Six years later, when the ship arrived in the rebuilt village. An elder in Gallian beast form emerged from this shiny vessel to greet the leader of the village, Dranae. The villagers learnt that the war had ended in a stalemate between the Empire and the allies. Men from the stars had intervened to draw all of humanity back into the fold- their planet was just one out of many that were long lost to the greater part of their civilization.

Dranae was elated to learn that there were kin from such faraway places and that all of her people were part of an even bigger tribe: The Incarnates. They came with many gifts- crops that could bear fruit in any season, information on the full scope of their Gallian heritage including disciplines above and beyond those anything Dranna bestowed on their bravest and lastly the cures to many ailments and diseases. The Incarnates that emerged from the ship were incredible- Dranae met the visiting elder’s colleagues: An elder of another beast form- A reptile, like a dragon! And the other, a wolf. The visitors revelled in her fascination, but a grave seriousness fell as one of the doctors came to speak to them. Her adopted daughter, Raamaa, was of great interest.

Dranae sat down with the three Incarnate elders and spoke of the tale of the tree and how they have never seen or found it since. The elders ordered a search, but too found no trace of this black creature. A whispered “...abomination” was overheard between the visitors as they explained that such a creature could only be a perversion of their heritage. And her daughter, could very well be a threat to the welfare of their entire pride. And with great sadness, Dranae released Ramaa into care of the visitors. They explained that there were further tests to be done with more advanced instruments and that they will return before the next season.

It was not months but a decade later that Dranae saw the ship landing.
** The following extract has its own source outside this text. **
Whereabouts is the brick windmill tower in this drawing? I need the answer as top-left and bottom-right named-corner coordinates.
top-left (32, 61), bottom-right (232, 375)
By then, her village had burgeoned into a city with major improvements with infrastructure. Her people now had access to the information Grid, their children fiddling with gadgets bought from traders. Automated schools and libraries now educated a new generation. Walking regally to the ship, Dranae was exhilarated to be reunited with her daughter after an eternity of silence from the incarnate representatives on the topic. But what greeted her was not the young playful girl she raised, but a confident woman, garbed in outlandish clothes. Raamaa was grown up.

Raamaa rejected her mother’s offer for a feast, and instead opted for a quiet meal with her. Dranae was worried- Raamaa seemed wholly human. And her lineage genes should have activated on her 16th birthday. Did the Incarnate elders opt to suppress her Becoming, with the knowledge of her biological parent’s condition? Raamaa held her mother’s hand and wept: Her genes only had one specific trigger point. She was loathe to tell her mother point blank, and opted to explain her discoveries in the capital: Raamaa’s genetics qualified her to be a member of the progressive class, the ruling class of the entire Incarnate collective, higher than the Adapt class which consisted of anamorphic adapted humans such as the Anubians or her mother’s people, the Gallians. She was the inheritor of an incredibly rare genotype- the direct offspring of one of the collective’s founders, Virachai; her true family being the Vorachai clan. Dranae’s heart fell. She knew of the lore of the Vorachai... those that consume. Their mere touch was death. And looking down, she found her daughter had grown a multitude of fleshy tendrils into her hand.